Traditionally businesses recruit for three main reasons: they have had someone leave (headcount), they are looking to grow or expand the business in some way (growth) or they want to make a change within their business, be it a new division, sector, product or hierarchy (change).

COVID-Furlough presented a new option; given that in the UK as an average 30% of the workforce were at home, either home-schooling or watching re-runs of Cash In The Attic, for many sectors those not considered Essential or Key Workers, this number was abundantly higher, some as much as 80%, specifically: 78% of the workforce had been furloughed in businesses that had temporarily closed or had paused trading. For many businesses then this period presented the equivalent of the etch-a-sketch end, everything was shaken up and they were presented with a blank slate. They started to add in another reason to recruit, namely, is there anyone out there (furloughed or otherwise) better than those we have furloughed (choice).

So not only has the need (reasons) changed but the process.

Pre-COVID, the recruitment process was pretty defined: Need (from the three above) assessed, agreed and defined, Job Description created; Job Advertised, Agency appointed (frequently), candidates presented and selected, interviews arranged, offer made.

Post-COVID (albeit not quite yet 100%) all bets are off; the need, rather than being finite, is now a massive grey-area, often businesses might be only in the ‘choice’ category and this leads to a less than precise Job Description, with cryptic character traits, obscure skill sets and sometimes unfeasible time-served periods being desired; and this is before we get on to the process proper, the interview.

We all thought thanks to Apple’s Face-Time, Skype, Facebook Messenger Video call and WhatsApp Video call that the video-telephony market was already saturated, didn’t we?
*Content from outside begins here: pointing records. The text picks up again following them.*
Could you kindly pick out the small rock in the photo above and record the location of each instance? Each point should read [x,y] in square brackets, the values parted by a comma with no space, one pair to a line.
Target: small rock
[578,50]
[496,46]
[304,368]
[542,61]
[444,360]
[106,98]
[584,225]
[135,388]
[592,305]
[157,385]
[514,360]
Step forward Zoom, with its ease of use, functionality and easily created scheduling and we have a new player in the online Interview market.

Zoom, during COVID Lock-down, became the go-to platform for friends, family and colleagues to stay in touch with each other, and soon it entered modern speech, often I was asked “to Zoom” someone, it had become a Verb almost seemingly overnight.

Preparing for an interview, both as interviewer and interviewee used to be easy, dress appropriately, understand the parameters of the role and chat. Now, there is a heady mix of interior designer (to get the setting right) and IT expert (to get everything working properly) involved, the pre-interview nerves replaced by a panic that the light is too bright or there is a wasp in the room and yes kids you need to turn Netflix off because Daddy needs all of the internet connection, right now!

It’s a brave new world.

We’ll all get the hang of this new world, we’ll move forwards and business will be better for it, just right now it’s an odd place for all of us.